When I was informed in early November by Ms. Ridley from the Office of Student Affairs (OSA) that I needed to review the student code of conduct, which she alleged I had broken on October 22, I told her that I would do so and then get in touch with her. That same month, I visited her to set up an appointment (I was in and out of the OSA office throughout this period regarding the status of Students for a Critical Consciousness, a campus club of which I am President). She informed me that she would need to coordinate the meeting with the security personnel who had been present on the day in question. I told her that the meeting had been called at her request, and that I was in no rush to meet – Ms. Ridley smugly responded that she was not surprised, and that she would contact me in the near future. She never followed through.
The administration had every opportunity to contact me. Again, I am the President of a recognized student club, my York University email account is listed online as the group’s contact information (and is used readily by York’s library to notify me of late fines), and I even had a minor debate in late February/early March in the pages of Excalibur with Nancy White, York’s director for media relations (regarding some of our school’s questionable corporate connections). Plainly, it is hardly as if I had gone underground.

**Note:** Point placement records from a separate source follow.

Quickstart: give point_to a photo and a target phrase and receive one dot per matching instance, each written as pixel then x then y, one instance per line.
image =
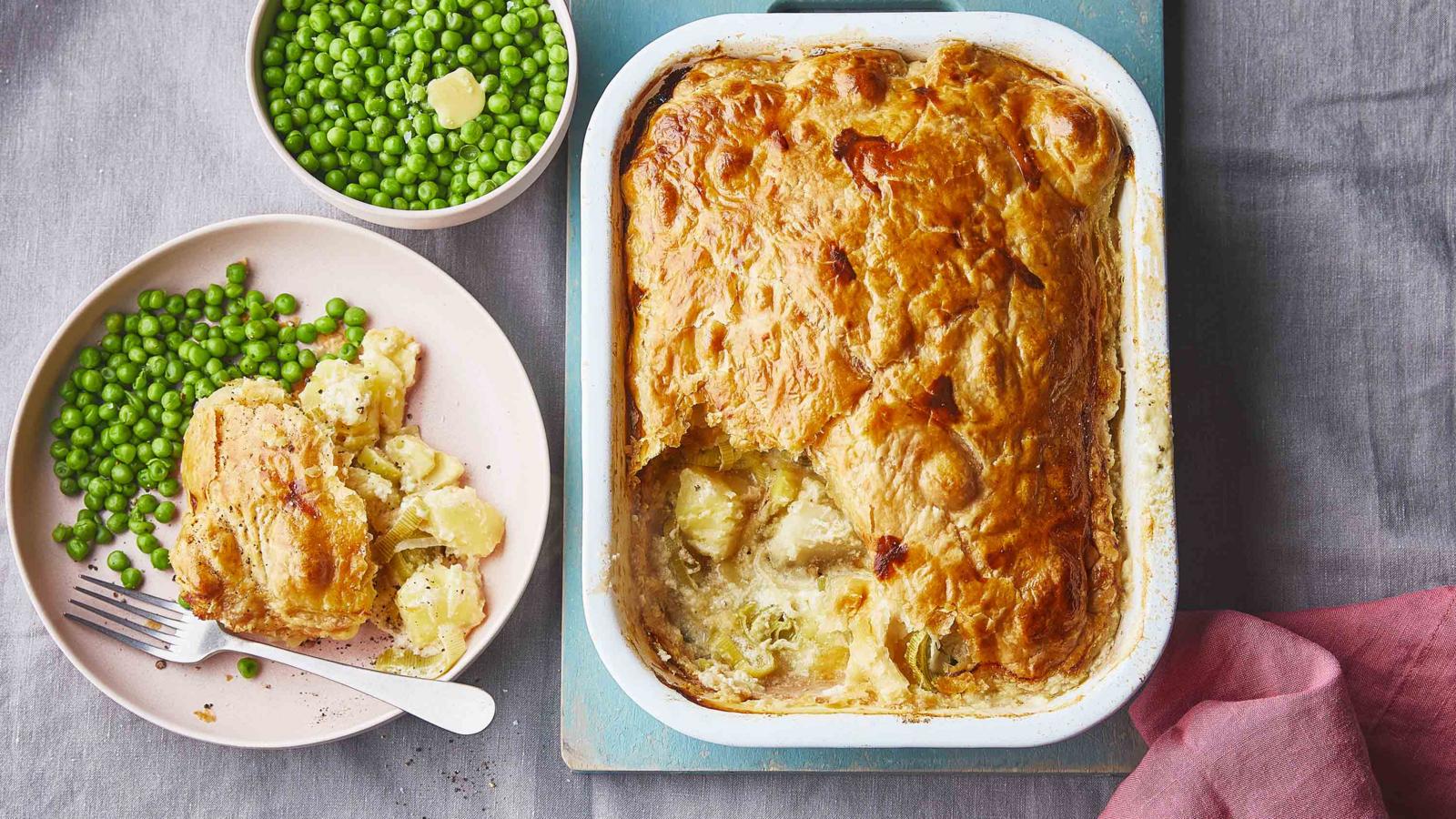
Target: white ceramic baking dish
pixel 1143 426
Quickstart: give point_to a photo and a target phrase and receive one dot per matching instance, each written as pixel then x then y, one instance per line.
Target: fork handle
pixel 451 705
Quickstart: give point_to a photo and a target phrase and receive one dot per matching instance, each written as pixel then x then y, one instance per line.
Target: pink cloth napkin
pixel 1329 713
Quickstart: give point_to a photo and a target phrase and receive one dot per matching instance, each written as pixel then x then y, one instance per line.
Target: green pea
pixel 85 531
pixel 356 317
pixel 146 503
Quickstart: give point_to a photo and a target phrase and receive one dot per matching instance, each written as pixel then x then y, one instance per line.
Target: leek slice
pixel 371 460
pixel 408 523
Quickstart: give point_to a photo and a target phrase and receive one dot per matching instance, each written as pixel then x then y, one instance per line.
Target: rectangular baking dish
pixel 1142 429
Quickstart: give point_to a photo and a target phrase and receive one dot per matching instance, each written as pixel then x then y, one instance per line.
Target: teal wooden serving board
pixel 601 727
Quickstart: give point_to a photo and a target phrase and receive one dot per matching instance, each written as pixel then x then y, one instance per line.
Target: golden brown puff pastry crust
pixel 274 542
pixel 905 273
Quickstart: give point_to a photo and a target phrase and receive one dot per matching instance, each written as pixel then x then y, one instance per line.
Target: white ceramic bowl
pixel 1145 460
pixel 258 34
pixel 472 399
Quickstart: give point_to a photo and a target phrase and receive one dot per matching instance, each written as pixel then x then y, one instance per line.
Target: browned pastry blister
pixel 906 276
pixel 273 544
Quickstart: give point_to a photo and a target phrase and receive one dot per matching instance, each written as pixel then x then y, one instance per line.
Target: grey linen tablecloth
pixel 1312 266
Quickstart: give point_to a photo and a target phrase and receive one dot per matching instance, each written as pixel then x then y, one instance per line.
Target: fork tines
pixel 155 627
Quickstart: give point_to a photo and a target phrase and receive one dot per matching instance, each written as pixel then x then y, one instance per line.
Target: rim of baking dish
pixel 1152 583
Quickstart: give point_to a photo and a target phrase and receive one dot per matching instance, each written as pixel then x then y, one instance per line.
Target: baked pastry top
pixel 871 373
pixel 274 542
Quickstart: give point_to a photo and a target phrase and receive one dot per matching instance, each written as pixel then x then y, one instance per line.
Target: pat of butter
pixel 456 98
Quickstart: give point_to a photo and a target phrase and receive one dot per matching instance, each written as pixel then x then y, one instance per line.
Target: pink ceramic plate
pixel 472 399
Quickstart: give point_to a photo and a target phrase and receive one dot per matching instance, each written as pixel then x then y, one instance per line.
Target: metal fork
pixel 165 630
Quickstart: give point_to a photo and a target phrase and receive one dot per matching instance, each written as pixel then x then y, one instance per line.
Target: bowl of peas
pixel 414 114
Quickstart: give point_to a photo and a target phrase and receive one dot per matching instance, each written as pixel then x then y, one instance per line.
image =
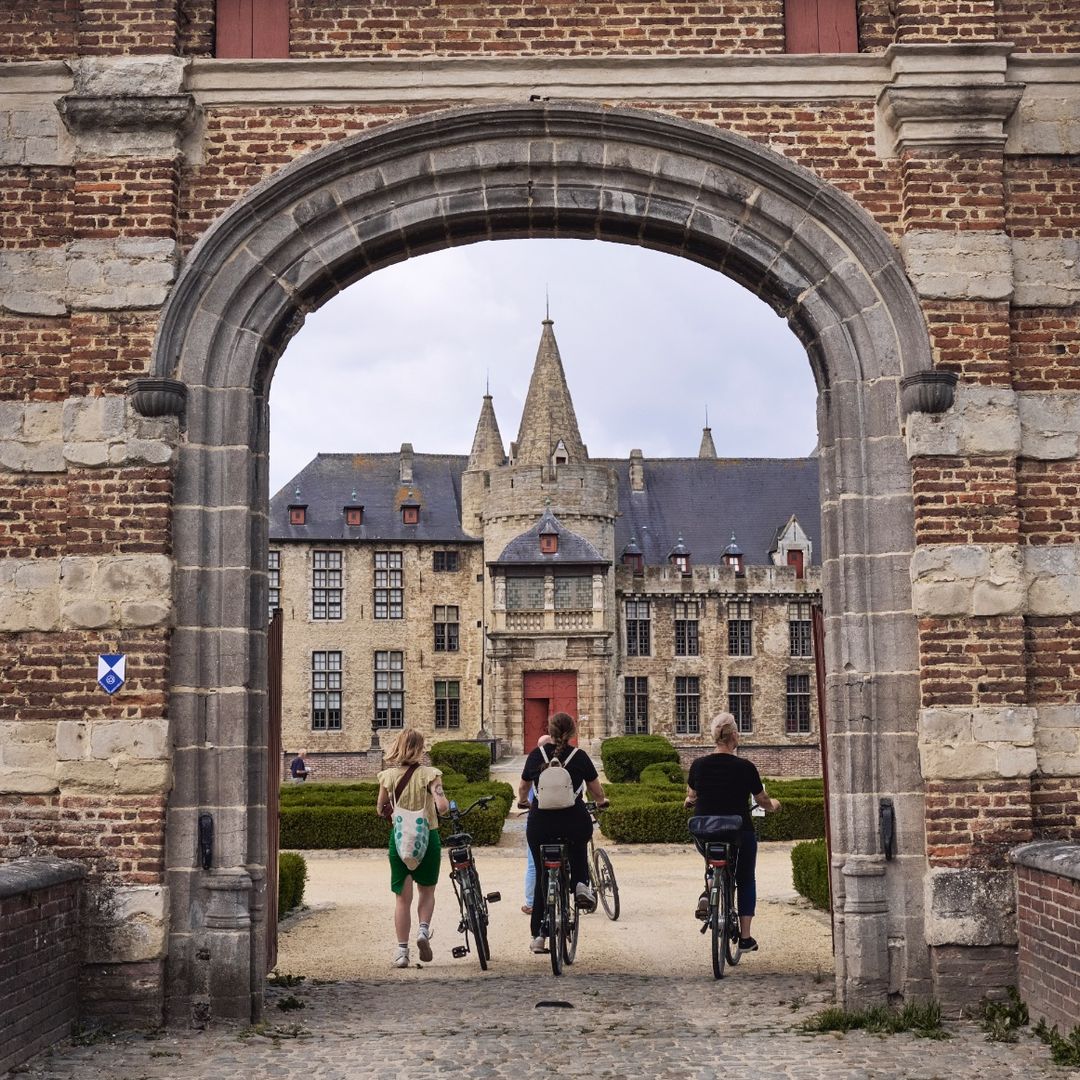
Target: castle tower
pixel 549 432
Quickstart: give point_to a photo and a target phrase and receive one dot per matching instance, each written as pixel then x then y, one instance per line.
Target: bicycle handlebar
pixel 482 801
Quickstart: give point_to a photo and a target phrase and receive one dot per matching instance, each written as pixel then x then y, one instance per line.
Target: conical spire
pixel 548 417
pixel 487 443
pixel 707 446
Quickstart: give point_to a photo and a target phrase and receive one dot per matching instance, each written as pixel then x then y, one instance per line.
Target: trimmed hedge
pixel 810 872
pixel 625 756
pixel 292 877
pixel 472 759
pixel 663 774
pixel 342 815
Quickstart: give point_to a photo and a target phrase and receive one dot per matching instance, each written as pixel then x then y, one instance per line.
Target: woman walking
pixel 413 785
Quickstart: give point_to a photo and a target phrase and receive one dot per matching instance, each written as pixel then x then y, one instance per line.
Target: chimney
pixel 636 471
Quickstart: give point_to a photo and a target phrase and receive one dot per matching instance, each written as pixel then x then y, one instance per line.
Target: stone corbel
pixel 948 96
pixel 154 397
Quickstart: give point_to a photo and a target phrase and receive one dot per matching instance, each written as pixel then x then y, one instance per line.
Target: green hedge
pixel 472 759
pixel 625 756
pixel 342 815
pixel 663 774
pixel 292 877
pixel 810 872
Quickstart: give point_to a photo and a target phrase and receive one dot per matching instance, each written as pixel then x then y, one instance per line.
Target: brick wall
pixel 1048 915
pixel 39 955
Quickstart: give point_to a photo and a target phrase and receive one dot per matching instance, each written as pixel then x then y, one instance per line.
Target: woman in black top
pixel 724 783
pixel 571 824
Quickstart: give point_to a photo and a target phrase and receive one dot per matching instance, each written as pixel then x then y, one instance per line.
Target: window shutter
pixel 821 26
pixel 252 28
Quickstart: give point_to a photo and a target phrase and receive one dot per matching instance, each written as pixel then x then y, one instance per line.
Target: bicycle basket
pixel 720 828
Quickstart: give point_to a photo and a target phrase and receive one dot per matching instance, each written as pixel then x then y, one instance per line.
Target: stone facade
pixel 171 215
pixel 567 618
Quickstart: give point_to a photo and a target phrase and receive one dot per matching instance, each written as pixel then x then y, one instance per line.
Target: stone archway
pixel 552 171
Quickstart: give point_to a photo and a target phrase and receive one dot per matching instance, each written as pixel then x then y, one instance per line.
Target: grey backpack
pixel 554 787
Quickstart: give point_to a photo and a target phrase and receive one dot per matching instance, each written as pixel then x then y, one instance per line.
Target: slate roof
pixel 572 549
pixel 327 482
pixel 705 500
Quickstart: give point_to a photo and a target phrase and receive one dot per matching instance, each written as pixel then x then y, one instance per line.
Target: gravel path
pixel 348 932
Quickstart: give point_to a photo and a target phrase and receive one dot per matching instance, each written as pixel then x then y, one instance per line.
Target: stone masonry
pixel 169 218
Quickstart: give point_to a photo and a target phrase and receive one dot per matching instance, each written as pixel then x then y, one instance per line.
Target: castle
pixel 471 597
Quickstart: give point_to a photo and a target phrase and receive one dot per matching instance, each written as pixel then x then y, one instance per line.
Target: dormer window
pixel 633 557
pixel 679 557
pixel 733 557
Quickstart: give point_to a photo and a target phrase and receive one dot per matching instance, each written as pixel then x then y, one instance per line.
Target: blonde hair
pixel 407 748
pixel 724 729
pixel 561 727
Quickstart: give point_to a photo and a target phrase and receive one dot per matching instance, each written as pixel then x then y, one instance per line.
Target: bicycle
pixel 717 838
pixel 472 902
pixel 561 919
pixel 604 882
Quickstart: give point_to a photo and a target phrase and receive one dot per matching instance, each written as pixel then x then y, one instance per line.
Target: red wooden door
pixel 547 692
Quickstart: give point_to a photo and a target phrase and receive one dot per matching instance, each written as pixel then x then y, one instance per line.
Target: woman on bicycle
pixel 572 824
pixel 724 783
pixel 423 787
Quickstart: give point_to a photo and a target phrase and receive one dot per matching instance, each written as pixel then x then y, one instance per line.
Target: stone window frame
pixel 327 684
pixel 740 628
pixel 447 630
pixel 638 632
pixel 635 703
pixel 797 720
pixel 445 562
pixel 687 636
pixel 389 698
pixel 799 630
pixel 273 580
pixel 327 591
pixel 741 701
pixel 687 704
pixel 388 599
pixel 450 718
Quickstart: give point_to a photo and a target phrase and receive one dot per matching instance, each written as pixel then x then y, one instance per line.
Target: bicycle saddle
pixel 723 827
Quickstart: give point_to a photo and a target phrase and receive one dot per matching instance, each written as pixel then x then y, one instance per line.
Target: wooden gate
pixel 547 692
pixel 273 780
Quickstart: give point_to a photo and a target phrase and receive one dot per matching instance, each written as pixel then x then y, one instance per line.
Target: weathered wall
pixel 956 146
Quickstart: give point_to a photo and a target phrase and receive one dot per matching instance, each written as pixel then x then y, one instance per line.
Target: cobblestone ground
pixel 610 1026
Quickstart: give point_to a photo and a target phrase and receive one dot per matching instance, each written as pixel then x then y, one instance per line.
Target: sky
pixel 649 342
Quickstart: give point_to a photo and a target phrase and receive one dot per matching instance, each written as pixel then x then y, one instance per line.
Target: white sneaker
pixel 423 944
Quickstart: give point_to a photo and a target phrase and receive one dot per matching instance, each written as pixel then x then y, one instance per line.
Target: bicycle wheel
pixel 482 914
pixel 718 925
pixel 605 883
pixel 572 922
pixel 475 926
pixel 556 923
pixel 732 936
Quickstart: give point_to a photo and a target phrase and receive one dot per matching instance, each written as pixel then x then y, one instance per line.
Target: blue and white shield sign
pixel 110 671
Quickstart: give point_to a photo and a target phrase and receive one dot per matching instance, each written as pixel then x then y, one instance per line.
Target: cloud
pixel 648 341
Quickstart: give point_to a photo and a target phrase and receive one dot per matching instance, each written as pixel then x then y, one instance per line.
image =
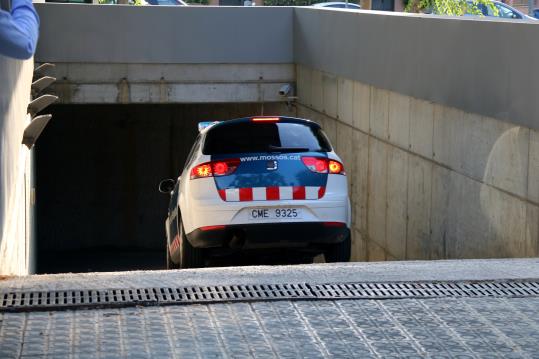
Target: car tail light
pixel 215 168
pixel 335 167
pixel 323 165
pixel 265 119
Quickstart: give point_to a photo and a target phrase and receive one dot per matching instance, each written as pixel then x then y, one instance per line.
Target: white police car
pixel 258 183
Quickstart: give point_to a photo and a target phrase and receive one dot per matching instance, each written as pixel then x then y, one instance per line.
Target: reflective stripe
pixel 285 193
pixel 298 192
pixel 232 194
pixel 311 192
pixel 271 193
pixel 259 193
pixel 246 194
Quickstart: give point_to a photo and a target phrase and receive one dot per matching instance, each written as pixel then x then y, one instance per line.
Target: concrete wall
pixel 97 83
pixel 482 66
pixel 15 169
pixel 427 181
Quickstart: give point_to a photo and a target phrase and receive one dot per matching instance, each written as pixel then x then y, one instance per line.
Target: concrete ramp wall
pixel 438 125
pixel 427 181
pixel 15 168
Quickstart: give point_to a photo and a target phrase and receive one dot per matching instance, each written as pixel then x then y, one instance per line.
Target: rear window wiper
pixel 272 148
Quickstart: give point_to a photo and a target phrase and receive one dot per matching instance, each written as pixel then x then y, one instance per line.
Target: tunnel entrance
pixel 97 172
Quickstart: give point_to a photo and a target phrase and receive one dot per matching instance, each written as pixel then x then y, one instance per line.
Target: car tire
pixel 191 257
pixel 339 252
pixel 170 264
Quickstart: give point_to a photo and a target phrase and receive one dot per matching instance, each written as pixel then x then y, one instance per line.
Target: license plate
pixel 275 213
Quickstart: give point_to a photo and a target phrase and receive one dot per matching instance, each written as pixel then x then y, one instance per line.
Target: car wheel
pixel 191 257
pixel 169 262
pixel 339 252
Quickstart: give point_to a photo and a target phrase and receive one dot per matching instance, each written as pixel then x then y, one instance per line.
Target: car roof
pixel 282 119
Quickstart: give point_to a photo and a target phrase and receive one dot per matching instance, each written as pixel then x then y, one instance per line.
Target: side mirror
pixel 166 186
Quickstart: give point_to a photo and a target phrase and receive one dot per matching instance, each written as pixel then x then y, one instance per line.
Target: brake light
pixel 212 228
pixel 203 170
pixel 334 224
pixel 265 119
pixel 215 168
pixel 315 164
pixel 335 167
pixel 323 165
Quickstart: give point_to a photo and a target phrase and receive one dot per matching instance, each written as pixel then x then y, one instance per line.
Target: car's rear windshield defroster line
pixel 264 137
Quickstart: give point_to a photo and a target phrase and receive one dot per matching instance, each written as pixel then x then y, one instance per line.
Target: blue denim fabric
pixel 19 30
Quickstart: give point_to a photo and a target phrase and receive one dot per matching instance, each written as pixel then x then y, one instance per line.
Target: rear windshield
pixel 247 137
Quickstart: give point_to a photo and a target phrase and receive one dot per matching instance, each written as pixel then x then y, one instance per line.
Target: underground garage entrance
pixel 97 172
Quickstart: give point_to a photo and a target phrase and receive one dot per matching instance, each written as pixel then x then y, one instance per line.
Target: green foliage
pixel 297 2
pixel 449 7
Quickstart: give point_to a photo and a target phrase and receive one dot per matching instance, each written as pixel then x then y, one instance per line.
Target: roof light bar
pixel 265 119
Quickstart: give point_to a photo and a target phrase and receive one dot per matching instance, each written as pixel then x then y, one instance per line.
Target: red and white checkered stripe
pixel 271 193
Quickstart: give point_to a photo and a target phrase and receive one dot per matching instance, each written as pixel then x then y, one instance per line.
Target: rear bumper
pixel 269 235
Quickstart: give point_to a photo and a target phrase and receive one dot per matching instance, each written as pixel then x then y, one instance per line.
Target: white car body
pixel 287 197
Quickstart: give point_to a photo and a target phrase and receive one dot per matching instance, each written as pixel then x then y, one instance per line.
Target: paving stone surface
pixel 406 328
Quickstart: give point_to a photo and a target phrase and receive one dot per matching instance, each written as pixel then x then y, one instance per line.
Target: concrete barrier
pixel 15 169
pixel 427 181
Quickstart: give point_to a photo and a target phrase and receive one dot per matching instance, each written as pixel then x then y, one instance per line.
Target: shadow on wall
pixel 509 220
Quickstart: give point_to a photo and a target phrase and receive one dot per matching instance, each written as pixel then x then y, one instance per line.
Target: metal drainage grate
pixel 69 299
pixel 426 290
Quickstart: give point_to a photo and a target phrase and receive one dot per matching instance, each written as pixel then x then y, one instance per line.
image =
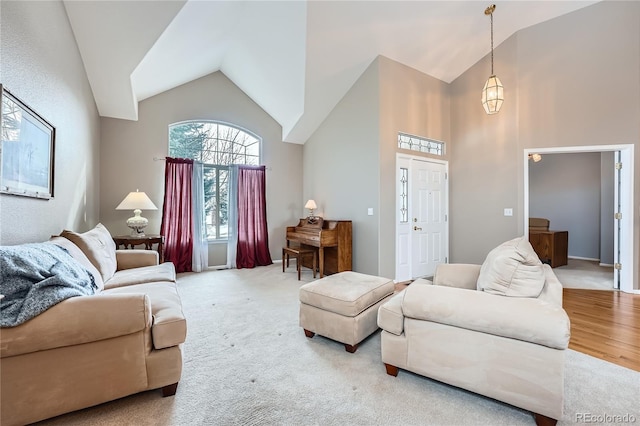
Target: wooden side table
pixel 130 242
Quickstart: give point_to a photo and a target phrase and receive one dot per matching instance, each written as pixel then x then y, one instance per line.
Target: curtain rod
pixel 165 158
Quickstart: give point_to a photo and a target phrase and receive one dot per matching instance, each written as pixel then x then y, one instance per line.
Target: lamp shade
pixel 492 95
pixel 136 201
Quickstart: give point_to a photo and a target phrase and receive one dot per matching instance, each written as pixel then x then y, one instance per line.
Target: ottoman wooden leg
pixel 350 348
pixel 392 370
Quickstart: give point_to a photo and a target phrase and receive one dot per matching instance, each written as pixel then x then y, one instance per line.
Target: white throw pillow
pixel 99 247
pixel 512 269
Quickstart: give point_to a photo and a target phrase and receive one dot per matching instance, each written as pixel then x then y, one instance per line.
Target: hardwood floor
pixel 605 324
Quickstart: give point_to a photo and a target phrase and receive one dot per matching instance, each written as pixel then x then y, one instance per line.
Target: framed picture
pixel 27 143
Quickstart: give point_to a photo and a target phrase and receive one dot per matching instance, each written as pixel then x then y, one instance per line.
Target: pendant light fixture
pixel 493 91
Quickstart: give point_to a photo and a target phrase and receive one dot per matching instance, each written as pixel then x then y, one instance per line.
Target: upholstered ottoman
pixel 343 307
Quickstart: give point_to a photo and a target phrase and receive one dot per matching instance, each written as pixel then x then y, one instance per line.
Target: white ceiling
pixel 296 59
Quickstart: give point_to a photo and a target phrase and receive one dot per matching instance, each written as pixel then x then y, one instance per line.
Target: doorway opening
pixel 623 205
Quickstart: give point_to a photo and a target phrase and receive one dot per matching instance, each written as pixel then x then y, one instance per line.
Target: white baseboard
pixel 584 258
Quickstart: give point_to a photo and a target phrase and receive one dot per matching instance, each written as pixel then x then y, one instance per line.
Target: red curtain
pixel 253 238
pixel 177 214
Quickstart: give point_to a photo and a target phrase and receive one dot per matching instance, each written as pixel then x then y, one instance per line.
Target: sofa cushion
pixel 99 247
pixel 512 269
pixel 78 255
pixel 144 274
pixel 169 324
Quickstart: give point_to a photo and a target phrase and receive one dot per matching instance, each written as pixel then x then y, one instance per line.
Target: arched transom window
pixel 217 145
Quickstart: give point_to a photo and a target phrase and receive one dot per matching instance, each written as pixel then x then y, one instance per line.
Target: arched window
pixel 217 145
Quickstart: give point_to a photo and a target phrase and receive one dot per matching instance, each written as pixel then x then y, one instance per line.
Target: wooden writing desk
pixel 129 241
pixel 551 246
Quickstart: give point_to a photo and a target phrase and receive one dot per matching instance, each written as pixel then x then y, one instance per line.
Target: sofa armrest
pixel 527 319
pixel 461 275
pixel 78 320
pixel 136 258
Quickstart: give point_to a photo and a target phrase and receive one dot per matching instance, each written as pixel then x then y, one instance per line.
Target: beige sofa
pixel 87 350
pixel 493 329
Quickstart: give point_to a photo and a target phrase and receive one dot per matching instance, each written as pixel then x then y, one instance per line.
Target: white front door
pixel 422 231
pixel 428 205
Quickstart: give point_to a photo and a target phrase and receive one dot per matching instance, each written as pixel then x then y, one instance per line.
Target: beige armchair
pixel 494 339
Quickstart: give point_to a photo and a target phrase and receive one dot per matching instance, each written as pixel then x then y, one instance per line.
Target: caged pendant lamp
pixel 493 91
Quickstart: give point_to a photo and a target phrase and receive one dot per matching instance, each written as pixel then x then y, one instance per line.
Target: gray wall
pixel 570 81
pixel 41 65
pixel 129 147
pixel 341 167
pixel 607 210
pixel 349 162
pixel 410 102
pixel 566 189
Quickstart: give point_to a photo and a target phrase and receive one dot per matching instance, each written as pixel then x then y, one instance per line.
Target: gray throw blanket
pixel 35 277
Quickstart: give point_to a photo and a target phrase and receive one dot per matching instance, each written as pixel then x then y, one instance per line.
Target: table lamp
pixel 311 204
pixel 137 201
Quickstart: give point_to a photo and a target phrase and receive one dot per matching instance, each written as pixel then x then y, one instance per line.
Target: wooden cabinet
pixel 551 246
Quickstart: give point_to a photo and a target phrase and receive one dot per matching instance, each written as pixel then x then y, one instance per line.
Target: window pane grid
pixel 216 145
pixel 416 143
pixel 404 202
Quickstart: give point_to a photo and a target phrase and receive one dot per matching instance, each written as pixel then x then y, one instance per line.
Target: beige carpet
pixel 247 362
pixel 585 274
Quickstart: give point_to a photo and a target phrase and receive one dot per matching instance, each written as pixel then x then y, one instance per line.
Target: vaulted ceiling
pixel 296 59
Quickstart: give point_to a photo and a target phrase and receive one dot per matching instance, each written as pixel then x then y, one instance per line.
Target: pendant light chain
pixel 493 91
pixel 492 43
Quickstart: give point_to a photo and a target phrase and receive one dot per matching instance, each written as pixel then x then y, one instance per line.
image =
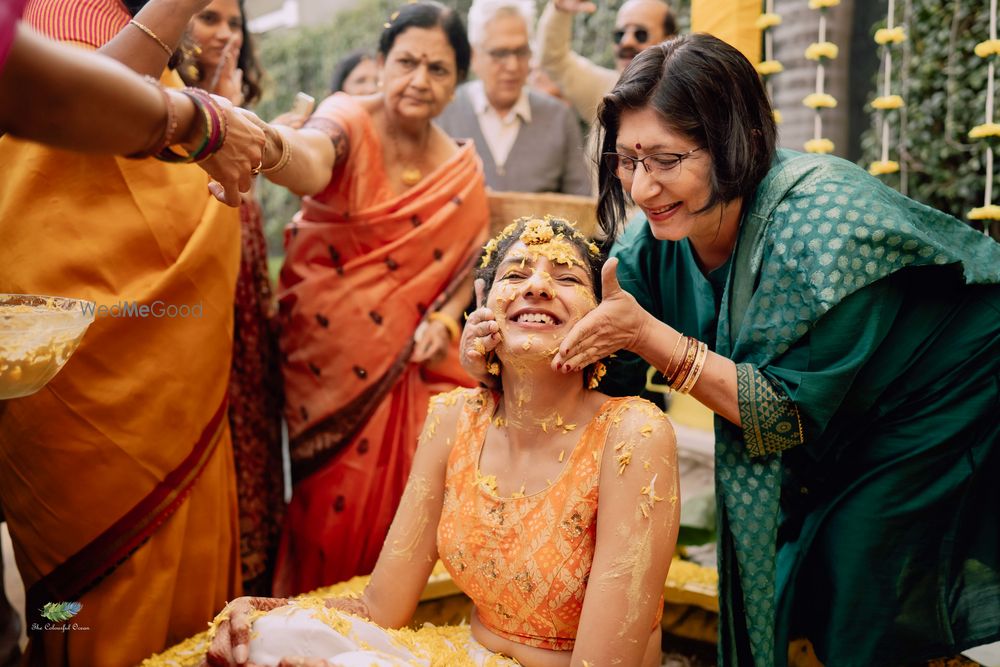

Over the past year, as a York-based social justice activist who is both Jewish and anti-Zionist, I have been called a “self-hater” and a “terrorist”; I have received death threats. Now, the administration of Lorna Marsden is topping all of this off with a summary suspension order. York University’s mission statement describes the school as “a community of faculty, students and staff committed to academic freedom [and] social justice.” In the hope that this is truly the case, I appeal to the administration to allow me to return to my studies and to my job without any further harassment.
To everyone else reading this (in case the administration’s response is not immediately favorable), the York Free Speech Committee, which recently formed to deal with this situation, will be circulating an important call-out shortly. Please keep posted on this situation, and consider providing your personal support to our campaign if you get the chance.